For years, Middle West Spirits has performed these functions at nearly a half-dozen facilities throughout central Ohio, but now the distillery plans to centralize most of its operations on Alum Creek Drive in Columbus. The property includes several lots and buildings between 1165 and 1221 Alum Creek Drive.
“We are looking to consolidate some of our locations under one roof to make operations a little easier for the company,” Middle West cofounder Ryan Lang said.
Liquor will be barreled, stored and bottled in the Alum Creek facility, and the site will be home to Middle West’s business offices. The property has three buildings, including one more than 35,000 square feet.
Middle West plans to renovate the buildings to serve as space for storage, packaging and office space. Work is scheduled to begin as early as next month.
The 12-year-old company plans to continue distilling its whiskey, vodka and gin off East Fifth Avenue near Columbus' Short North, in a facility that also houses Service Bar, the company’s bar and restaurant. But everything else will take place at the Alum Creek facility, Lang said.
The point is to make the company more streamlined and efficient.

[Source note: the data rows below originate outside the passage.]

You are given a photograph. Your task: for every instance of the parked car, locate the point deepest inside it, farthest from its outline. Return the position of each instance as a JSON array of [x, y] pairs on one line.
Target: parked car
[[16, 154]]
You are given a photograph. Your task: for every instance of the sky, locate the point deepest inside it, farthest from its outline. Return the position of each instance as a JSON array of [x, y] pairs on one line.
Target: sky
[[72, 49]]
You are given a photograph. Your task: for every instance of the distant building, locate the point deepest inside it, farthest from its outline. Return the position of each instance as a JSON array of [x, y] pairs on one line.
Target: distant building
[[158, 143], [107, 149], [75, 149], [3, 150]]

“When you're managing multiple sites and multiple locations, having them under one property is an exceptional benefit,” Lang said.

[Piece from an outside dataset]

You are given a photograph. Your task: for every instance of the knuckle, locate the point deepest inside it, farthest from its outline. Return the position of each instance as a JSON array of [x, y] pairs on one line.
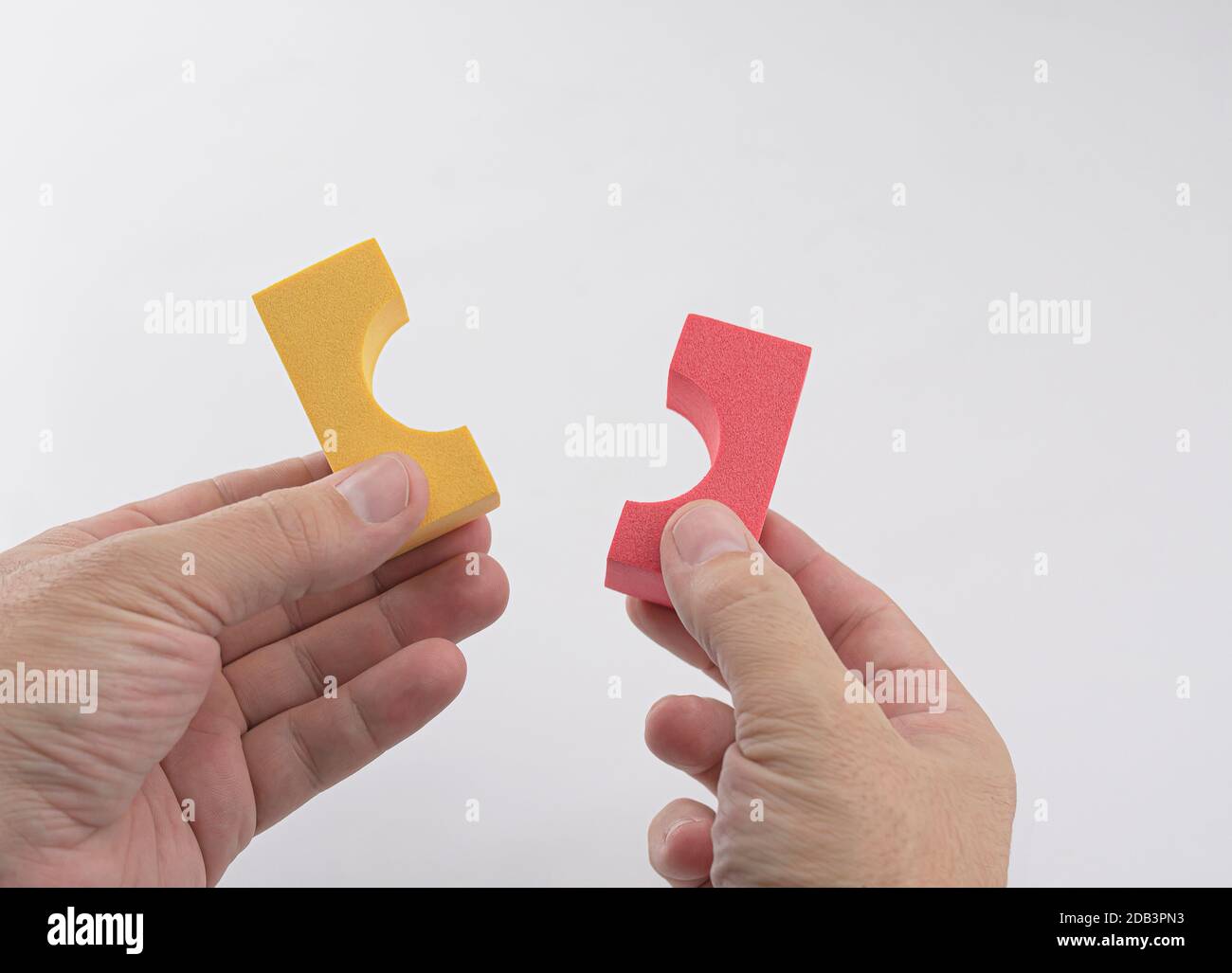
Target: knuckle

Middle West is headed in the opposite direction of most distilleries, which tend to spread out as they get bigger, said Greg Lehman, president and CEO of the Ohio Distiller’s Guild.
“As soon as you start to get size as a distillery, you generally have different buildings for barrel storage and for the still house (where the liquor is distilled),” he said.
Middle West has multiple buildings at the Alum Creek location that will serve different functions, such as storage and office space.
Using separate buildings for separate functions is cost-efficient for most liquor producers, Lehman said. A storage warehouse, for example, is kept colder than an office building.
“You don't want employees in there,” he said. “In the middle of winter, you don't want to have to heat it.”
Storage is one of the Middle West's biggest challenges, Lang said.
Unlike beer and some other alcoholic beverages, liquor needs to age before it hits stores or bars. Middle West ages its liquor for as long as 10 years.
“That requires a significant amount of square footage,” Lang said.
Watershed Distillery, which Lehman cofounded, has two buildings. But the distillery is fortunate, he said, because the buildings are right across the street from one another on Chesapeake Avenue near the Lennox Town Center in Columbus.
As for why Middle West decided to move in the middle of a global pandemic, Lang said, the distillery has been looking for a new space for years, and when the Alum Creek property became available, leaders decided they couldn’t wait. The price tag for the expansion is roughly $6.2 million.
“We had properties in the past we were looking at, but because of our inability to close a deal, we lost out on those properties,” he said.